ISSN 1470-3947 (print) | ISSN 1479-6848 (online)

Endocrine Abstracts (2018) 57 014 | DOI: 10.1530/endoabs.57.014

Changing practice in the management of differentiated thyroid carcinoma - experience at Brugmann Hospital

L Iconaru1, F Baleanu1, R Karmali1, R Duttmann2, P Bergmann3, L Spinato4 & AS Hambye3

1Department of Endocrinology, CHU-Brugmann, Brussels, Belgium; 2Department of Anatomopathology, CHU-Brugmann, Brussels, Belgium; 3Department of Nuclear Medicine, CHU-Brugmann, Brussels, Belgium; 4Department of Otorhinolaryngology, CHU-Brugmann, Brussels, Belgium.

Aim of the work: In patients with differentiated thyroid cancer, the basic goal of the therapy is to improve overall and disease-specific survival, reduce the risk of persistent/recurrent disease while minimizing treatment-related morbidity and unnecessary therapy. In 2015, the American Thyroid Association (ATA) published evidence-based guidelines for the staging and management of differentiated thyroid cancer, including the possibility of avoiding systematic complementary 131-iodine therapy in low-risk patients. Based on these new recommendations, we have modified our management, treatment and monitoring of thyroid carcinoma. The current study aimed at evaluating the influence of these modifications on the therapeutic efficacy in patients with thyroid cancer before and after 2015.

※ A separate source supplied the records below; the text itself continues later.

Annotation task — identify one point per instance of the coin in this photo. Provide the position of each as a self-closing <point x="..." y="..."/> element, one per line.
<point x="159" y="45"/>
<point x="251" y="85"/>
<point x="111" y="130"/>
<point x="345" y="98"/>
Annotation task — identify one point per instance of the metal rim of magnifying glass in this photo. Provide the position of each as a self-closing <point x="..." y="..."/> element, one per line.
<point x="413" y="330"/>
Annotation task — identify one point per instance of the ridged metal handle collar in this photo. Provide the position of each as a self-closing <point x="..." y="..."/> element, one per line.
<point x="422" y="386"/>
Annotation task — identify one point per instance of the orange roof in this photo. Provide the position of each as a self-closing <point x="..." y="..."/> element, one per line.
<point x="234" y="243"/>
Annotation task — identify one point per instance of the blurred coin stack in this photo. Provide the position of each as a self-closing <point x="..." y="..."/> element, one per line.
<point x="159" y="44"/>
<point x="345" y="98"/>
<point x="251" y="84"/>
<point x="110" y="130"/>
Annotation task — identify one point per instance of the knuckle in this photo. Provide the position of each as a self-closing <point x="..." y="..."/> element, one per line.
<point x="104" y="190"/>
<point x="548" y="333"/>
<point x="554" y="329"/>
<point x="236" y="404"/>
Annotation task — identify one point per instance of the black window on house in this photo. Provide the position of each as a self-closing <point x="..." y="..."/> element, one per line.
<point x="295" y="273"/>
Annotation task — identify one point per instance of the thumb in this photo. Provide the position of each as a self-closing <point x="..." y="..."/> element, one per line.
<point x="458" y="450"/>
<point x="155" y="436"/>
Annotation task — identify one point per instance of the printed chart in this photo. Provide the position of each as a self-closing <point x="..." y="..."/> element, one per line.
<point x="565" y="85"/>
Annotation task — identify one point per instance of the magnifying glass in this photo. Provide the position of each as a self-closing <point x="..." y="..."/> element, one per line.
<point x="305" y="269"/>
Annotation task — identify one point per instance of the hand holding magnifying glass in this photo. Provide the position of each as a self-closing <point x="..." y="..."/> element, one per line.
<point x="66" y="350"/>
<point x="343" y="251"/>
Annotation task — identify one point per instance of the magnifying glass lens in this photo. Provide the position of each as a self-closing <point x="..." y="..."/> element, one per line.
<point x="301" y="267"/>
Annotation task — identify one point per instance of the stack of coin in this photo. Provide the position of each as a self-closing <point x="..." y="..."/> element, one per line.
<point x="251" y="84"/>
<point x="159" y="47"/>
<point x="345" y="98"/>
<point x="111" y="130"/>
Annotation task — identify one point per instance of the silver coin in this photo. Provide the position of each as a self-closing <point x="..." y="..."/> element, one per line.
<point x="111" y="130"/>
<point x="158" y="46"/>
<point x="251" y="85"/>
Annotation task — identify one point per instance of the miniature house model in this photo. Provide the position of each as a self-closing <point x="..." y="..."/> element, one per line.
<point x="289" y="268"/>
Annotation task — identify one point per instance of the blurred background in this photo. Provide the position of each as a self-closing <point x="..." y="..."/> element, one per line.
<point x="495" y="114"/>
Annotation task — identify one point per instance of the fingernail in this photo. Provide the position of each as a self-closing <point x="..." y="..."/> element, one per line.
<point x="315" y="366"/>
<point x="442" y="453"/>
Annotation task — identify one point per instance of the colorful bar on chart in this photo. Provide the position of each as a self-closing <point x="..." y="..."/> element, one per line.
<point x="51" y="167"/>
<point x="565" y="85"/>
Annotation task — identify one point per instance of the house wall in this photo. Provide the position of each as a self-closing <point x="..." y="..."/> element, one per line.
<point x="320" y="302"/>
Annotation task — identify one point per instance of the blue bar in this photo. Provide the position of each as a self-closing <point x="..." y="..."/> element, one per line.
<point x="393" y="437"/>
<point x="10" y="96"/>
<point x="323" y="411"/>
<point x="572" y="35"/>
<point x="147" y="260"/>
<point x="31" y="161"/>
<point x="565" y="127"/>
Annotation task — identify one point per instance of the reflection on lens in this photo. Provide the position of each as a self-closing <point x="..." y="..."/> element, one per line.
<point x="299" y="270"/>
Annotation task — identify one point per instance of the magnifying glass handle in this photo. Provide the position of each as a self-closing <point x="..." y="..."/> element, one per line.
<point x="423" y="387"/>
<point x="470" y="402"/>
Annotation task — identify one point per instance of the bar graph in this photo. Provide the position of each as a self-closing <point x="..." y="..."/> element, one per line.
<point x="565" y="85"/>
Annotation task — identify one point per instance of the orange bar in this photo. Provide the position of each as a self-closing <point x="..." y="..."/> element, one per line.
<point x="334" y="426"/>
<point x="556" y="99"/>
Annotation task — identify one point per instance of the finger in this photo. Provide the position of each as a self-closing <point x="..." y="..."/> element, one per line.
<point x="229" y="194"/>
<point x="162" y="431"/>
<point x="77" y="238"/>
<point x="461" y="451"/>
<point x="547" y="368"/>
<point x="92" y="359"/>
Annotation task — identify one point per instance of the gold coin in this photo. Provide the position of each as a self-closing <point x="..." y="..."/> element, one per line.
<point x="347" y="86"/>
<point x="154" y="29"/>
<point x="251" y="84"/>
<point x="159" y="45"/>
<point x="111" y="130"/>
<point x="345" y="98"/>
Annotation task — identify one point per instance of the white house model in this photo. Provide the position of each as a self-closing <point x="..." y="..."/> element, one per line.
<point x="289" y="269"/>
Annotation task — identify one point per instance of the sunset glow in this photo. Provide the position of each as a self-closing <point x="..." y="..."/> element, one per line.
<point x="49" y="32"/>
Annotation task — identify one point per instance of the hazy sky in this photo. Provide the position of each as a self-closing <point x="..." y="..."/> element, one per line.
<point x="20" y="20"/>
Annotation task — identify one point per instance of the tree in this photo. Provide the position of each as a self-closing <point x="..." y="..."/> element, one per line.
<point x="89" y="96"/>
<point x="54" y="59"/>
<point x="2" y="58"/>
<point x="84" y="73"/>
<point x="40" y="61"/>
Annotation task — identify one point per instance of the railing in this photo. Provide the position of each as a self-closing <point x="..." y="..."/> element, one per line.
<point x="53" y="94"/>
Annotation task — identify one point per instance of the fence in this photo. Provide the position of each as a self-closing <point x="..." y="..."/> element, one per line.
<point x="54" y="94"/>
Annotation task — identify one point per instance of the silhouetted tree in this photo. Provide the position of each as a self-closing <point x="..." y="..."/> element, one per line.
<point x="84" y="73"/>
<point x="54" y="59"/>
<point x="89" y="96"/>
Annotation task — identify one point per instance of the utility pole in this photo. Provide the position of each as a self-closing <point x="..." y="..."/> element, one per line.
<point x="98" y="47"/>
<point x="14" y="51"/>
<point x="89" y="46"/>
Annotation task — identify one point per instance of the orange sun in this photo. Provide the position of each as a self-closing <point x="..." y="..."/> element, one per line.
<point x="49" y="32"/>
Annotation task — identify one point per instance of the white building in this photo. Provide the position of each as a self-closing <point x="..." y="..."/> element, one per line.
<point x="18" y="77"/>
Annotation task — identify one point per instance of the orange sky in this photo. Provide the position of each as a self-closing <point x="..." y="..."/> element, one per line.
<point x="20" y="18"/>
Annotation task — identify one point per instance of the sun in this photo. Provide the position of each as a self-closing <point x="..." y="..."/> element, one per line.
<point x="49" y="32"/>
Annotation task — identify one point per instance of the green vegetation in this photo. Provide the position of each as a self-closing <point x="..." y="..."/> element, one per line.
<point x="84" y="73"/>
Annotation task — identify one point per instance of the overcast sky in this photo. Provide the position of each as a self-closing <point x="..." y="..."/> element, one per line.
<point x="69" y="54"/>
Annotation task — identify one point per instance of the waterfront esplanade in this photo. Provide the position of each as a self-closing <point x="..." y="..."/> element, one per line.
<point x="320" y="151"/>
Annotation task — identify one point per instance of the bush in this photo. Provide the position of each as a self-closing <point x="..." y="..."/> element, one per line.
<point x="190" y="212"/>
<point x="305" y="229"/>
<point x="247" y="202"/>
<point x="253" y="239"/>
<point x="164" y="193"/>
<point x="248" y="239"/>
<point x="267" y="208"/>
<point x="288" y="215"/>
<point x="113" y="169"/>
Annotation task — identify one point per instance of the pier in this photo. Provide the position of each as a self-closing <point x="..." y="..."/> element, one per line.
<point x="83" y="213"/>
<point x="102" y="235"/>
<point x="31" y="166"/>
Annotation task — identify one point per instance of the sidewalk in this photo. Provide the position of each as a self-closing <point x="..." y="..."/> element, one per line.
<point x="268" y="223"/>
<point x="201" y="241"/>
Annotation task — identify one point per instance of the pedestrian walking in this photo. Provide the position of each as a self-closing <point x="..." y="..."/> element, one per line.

Methods: We conducted a retrospective study in a cohort of patients diagnosed and treated at the Brugmann Hospital between 2007 and 2017. A few patients with metastatic disease were treated several times. Patients were divided into 2 groups: before (Group 1) and after 2015 (Group 2). We compared the two groups in terms of general characteristics, risk of recurrence (based on the 2015 ATA recommendations), cumulative administered 131-iodine activity and biological and morphological response to therapy. Due to the repeated treatment in some patients, the distribution of cumulative activity was not Gaussian.

Results: A total of 98 patients were included: 53 in Group 1 and 48 in Group 2, with a mean age of 50 vs 43 years. Both groups were different in terms of risk stratification: in Group 1, 37.7% were classified as low risk, 45.3% as intermediate risk and 17% as high risk. These figures were respectively 16.7, 54.2 and 29.2% in Group 2 (P=0.048). The median cumulative activity of 131-iodine was significantly higher in group 1 (3700MBq, range 1110–14800 MBq) than in group 2 (1110MBq, range 1110–20350 MBq), P=0.000012. Excellent response, meaning no clinical, biological or morphological evidence of residual/recurrent disease, was found in 90.5% in Group 1 vs 89.5% in Group 2 (P=0.347).

Conclusions: The publication of the ATA evidence-based guidelines for the staging and management of differentiated thyroid cancer in 2015 modified our therapeutic management. After 2015, although the number of patients with a high risk of recurrence was greater and the median administered 131-iodine activity significantly lower, including no systematic iodine administration in low-risk patients, the rate of excellent therapeutic response remained unchanged.